Virtually the entire economic foundation of the online publishing business rests on advertising. So let me tell you about a little program called AdBlock.
Adblock Plus — while still a niche product for a niche browser — is potentially a huge development in the online world, and not because it simplifies Web sites cluttered with advertisements.
The larger importance of Adblock is its potential for extreme menace to the online-advertising business model. After an installation that takes but a minute or two, Adblock usually makes all commercial communication disappear. No flashing whack-a-mole banners. No Google ads based on the search terms you have entered.
From that perspective, the program is an unwelcome arrival after years of worry that there might never be an online advertising business model to support the expense of creating entertainment programming or journalism, or sophisticated search engines, for that matter. ...
AdBlock currently only works with FireFox. There are other ad-blocking programs that can be added to IE 7.0.

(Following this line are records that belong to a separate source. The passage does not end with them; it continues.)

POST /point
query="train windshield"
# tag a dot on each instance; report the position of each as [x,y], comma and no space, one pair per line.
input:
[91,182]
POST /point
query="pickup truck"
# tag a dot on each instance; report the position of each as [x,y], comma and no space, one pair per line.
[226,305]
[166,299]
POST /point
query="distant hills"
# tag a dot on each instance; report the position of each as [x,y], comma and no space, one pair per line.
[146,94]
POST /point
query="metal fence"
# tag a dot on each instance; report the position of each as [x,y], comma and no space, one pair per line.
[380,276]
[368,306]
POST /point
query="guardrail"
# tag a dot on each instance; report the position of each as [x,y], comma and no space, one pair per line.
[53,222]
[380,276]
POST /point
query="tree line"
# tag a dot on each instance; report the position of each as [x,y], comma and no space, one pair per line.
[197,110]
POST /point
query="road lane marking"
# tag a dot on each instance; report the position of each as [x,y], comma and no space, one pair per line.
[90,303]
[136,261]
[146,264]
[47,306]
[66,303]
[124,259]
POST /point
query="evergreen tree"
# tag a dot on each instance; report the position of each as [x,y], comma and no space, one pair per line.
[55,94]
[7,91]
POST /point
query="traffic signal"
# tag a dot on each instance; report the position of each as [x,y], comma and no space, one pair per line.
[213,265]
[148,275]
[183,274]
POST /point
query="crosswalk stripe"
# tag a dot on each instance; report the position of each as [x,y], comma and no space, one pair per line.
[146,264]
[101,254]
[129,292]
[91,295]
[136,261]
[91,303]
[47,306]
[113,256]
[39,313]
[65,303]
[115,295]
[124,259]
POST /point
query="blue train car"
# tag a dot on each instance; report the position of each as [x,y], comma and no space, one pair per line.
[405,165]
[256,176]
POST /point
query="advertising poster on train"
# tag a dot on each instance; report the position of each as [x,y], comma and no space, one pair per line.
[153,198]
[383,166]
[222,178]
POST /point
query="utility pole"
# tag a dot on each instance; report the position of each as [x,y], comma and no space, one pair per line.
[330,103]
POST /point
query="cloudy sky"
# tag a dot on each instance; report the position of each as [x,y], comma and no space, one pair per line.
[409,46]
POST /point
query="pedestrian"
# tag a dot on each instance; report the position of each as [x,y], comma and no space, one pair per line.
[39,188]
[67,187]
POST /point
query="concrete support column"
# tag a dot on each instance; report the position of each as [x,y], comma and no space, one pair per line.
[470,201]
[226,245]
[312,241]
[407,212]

Wladimir Palant is the 27-year-old programmer who developed AdBlock. The story says he Palant doesn't hate all online advertising:
He counts himself a fan of the ads that show up with a Google search, saying they are useful and unobtrusive. That does not mean Adblock will not block Google’s ads, however. It means Mr. Palant has to customize his own version of the program to allow them in.
But if enough people rally to Adblock and similar services, they could be considered the TiVo for the computer, but without any expensive equipment or service charges. And perhaps most critically, as an open-source project, Adblock is the hands of anyone who wants to contribute. So no one can decide to make a deal with prominent Web sites to change the way the program operates. (As things turned out, TiVo and a rival, ReplayTV, opted not to include an automatic service to skip ads after vociferous objections by the television industry.)
For now, the opposition to Adblock Plus has been led by small Web sites who want all Firefox users blocked from Internet sites in retaliation. One such advocacy site, whyfirefoxisblocked.com, taunts a Firefox user with the headline, “You’ve reached this page because the site you were trying to visit now blocks the Firefox browser.”
The page includes the following argument: “While blanket ad blocking in general is still theft, the real problem is Adblock Plus’s unwillingness to allow individual site owners the freedom to block people using their plug-in. Blocking Firefox is the only alternative.”
Mr. Palant, writing on a blog related to the project (adblockplus.org/blog/), lashed out at those kinds of arguments.
“There is only one reliable way to make sure your ads aren’t blocked — make sure the users don’t want to block them,” he wrote. “Don’t forget about the users. Use ads in a way that doesn’t degrade their experience.”